Fringues, barbiers, ongleries

La Fnac des Champs-Elysées – donc sur la « plus belle avenue du monde » , cocorico ! pour ceux qui n’ont jamais mis les pieds hors de Paris – ferme ses portes, comme avant elle le magasin de la Place d’Italie, toujours à Paris. Les patrons avaient prévu de maintenir l’ouverture pour écouler-brader les stocks, mais face aux meutes d’acheteurs agglutinés devant les grilles, ils ont renoncé… bousculades, piétinements, poussées, entassements, il y aurait eu des morts pour obtenir de haute lutte les superbes écouteurs Dent-Bleue intra-auriculaires à réduction de bruit de chez Sam’Soung à moins 30 %, ou autre équipement absolument indispensable.

Les raisons sont simples, et navrantes : la Fnac des Champ’s perdait du fric. Loyer insupportable, frais fixes affreux, et puis ça vendait mal : l’avenue vire irrésistiblement au négoce exclusif de godasses, fringues, sacs à main, parfums, colifichets, affiche tout en anglais, et les chalands sont désormais majoritairement des touristes, plus intéressés à se payer des sacs Air’Mess hors de prix et des croque-monsieur-feuille de salade-soda que des aspirateurs sans fil, qu’on commandera évidemment sur le Houèbe, sans les avoir jamais vus auparavant. Cherchez-y donc une épicerie raisonnable, vendant des denrées du quotidien à des prix à peu près décents : mission impossible. Une crèmerie, boucherie, droguerie ? vous plaisantez.
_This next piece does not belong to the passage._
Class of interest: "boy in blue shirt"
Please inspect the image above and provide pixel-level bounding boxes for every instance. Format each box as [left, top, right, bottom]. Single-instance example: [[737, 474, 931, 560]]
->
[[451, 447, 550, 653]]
C’est la vie moderne. Déambulant au long des avenues dans les bourgs de notre beau pays, on peut s’y dégoter des « barbiers » à la pelle ( « barber » , on est mieux tondu), des coiffeurs pour des hordes de dames, des ongleries pour plus d’ongles qu’on n’en aura jamais, des salons de beauté, de remise en forme, de massage, des flopées de vêtements, de grolles, de… mais quant à se cultiver, se nourrir…

Se nourrir : cuisiner, c’est exclu. Mais, voulez-vous du libanais ? du chinois ? du grec ? du halal ? du végan ? une pizza ? des empanadas ? un kebab ? des tacos ? un burger ? des sushis ? des satés ? des nuggets ? un bento ? des wraps ? un burrito ? empoignez votre cellulaire, lancez l’appli « Foude-Bidule-Chouette » : dans 20 minutes montre en main, on sonnera pour vous « délivrer » (vous livrer, donc) le mol et tiède ersatz de bouffe indifférenciée, correspondant grosso-modo au descriptif et à la superbe photo de l’appli. Avec des sachets-plastique de ketchup, de mayonnaise, de vinaigrette, de sel, de… alors, bon appétit ! Et un soda bien sucré, pour roter. Sans oublier le pourboire du coursier.